Bingo. Como não pensar no ex-presidente dos Estados Unidos Donald Trump e no quase (ou de facto) ex- presidente do Brasil, Jair Bolsonaro? Ambos disputam primazia em covardia pessoal, bufonaria, criminalidade institucional, irresponsabilidade social. O que varia é a gradação. Trump, apesar da surra sofrida por seus candidatos nas eleições da semana retrasada, e contrariando os conselhos unânimes de seu QG político, anunciou sua intenção de tentar uma nova eleição em 2024. O evento, contudo, em nada lembrou a oficialização hollywoodiana de sua candidatura em 2015, quando desceu a monumental escadaria de sua torre nova-iorquina como um semideus que vai ter com o povo. Aquilo, sim, foi um triunfo. Seduziu a mídia de forma tão irreparável que, quando o jornalismo se deu conta, estava viciado e dependente dos absurdos produzidos por Trump.

Desta vez, o anúncio oficial, feito no salão nobre de Mar-a-Lago, sua propriedade na Flórida, foi mais para o patético. A mansão não lhe serve apenas de residência. Desde a derrota para Joe Biden em 2020, não aceita até hoje e que tentou anular por meio da invasão do Capitólio, Trump tenta imprimir a Mar-a-Lago uma aura de “sede de governo”— ele e seus seguidores mais doidos ainda o consideram o 45º presidente dos Estados Unidos em exercício. Só que, desta vez, a desrazão fabricada trombou com a realidade. Seu discurso de “reestreia” foi longo e tedioso, sem o habitual domínio de cena, desprovido de sacadas verbais. A plateia que ele deveria incandescer estava murcha. Vídeos indiscretos mostraram grupos de convidados tentando sair à francesa do salão, mas as portas permaneceram fechadas, impedindo a escapadela.

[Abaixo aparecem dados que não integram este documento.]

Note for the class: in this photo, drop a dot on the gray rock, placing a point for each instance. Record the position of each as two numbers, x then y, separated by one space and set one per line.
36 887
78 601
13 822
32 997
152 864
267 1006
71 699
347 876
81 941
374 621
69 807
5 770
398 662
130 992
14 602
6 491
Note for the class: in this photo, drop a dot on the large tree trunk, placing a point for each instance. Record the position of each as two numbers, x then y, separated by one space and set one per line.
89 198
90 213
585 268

Ninguém gosta de perder eleição — seja para síndico ou presidente da Republica. Entre os ocupantes da Casa Branca, é de George H.W. Bush (pai) a descrição mais honesta e pungente de quanto lhe foi dolorido perder lisamente para Bill Clinton em 1992. Sem falar no inferno mental que tomou conta de Richard Nixon nos dias que antecederam seu impeachment, em 1974 — ele não conseguia sair da posição fetal e chorava no chão da Casa Branca.

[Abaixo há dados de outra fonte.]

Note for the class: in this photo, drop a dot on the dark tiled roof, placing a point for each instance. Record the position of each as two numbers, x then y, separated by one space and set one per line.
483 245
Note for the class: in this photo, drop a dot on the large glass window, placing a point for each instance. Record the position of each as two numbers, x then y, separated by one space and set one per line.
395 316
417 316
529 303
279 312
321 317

Do lado de cá, a negação da derrota eleitoral por Bolsonaro tem tonalidade lúgubre. Imaginá-lo zanzando há três semanas no Palácio da Alvorada, infectado física e psicologicamente pelo medo, é esquisito. É medo de ser quem é, sem amparo? Medo das consequências de ter sido o presidente que foi? Sumiram ele e os filhos encrencados com a Justiça, assim como sumiram os também encrencados filhos de Donald Trump do evento em Mar-a-Lago.

— Perdeu, mané. Não amola — disse o ministro do Supremo Tribunal Federal Luís Roberto Barroso ao bolsonarista que o abordou em Nova York.

A frase soou ótima, deixou meio Brasil de excelente humor. Dado o contexto, porém, o magistrado foi desdenhoso, arrogante. Ele participava do que o professor de Direito Constitucional Conrado Hübner Mendes, em coluna na Folha de S.Paulo, batizou de “micareta cinco estrelas de Nova York”, com conotação de promiscuidade judicial com evento empresarial.

A hora é particularmente imprópria para desdéns e minimizações. A histórica vitória eleitoral de Lula para liderar o país pela terceira vez é recente. Ainda está em construção e, para ser segura, será obra de longo prazo. O que não muda é o papel da imprensa: noticiar. Com uma diferença: ela espera das futuras lideranças o que nunca recebeu do governo atual — respeito e transparência. Um jatinho Gulfstream que acaba de rodar mundo com um presidente e um empresário encrencado com a Justiça desviou dessa rota.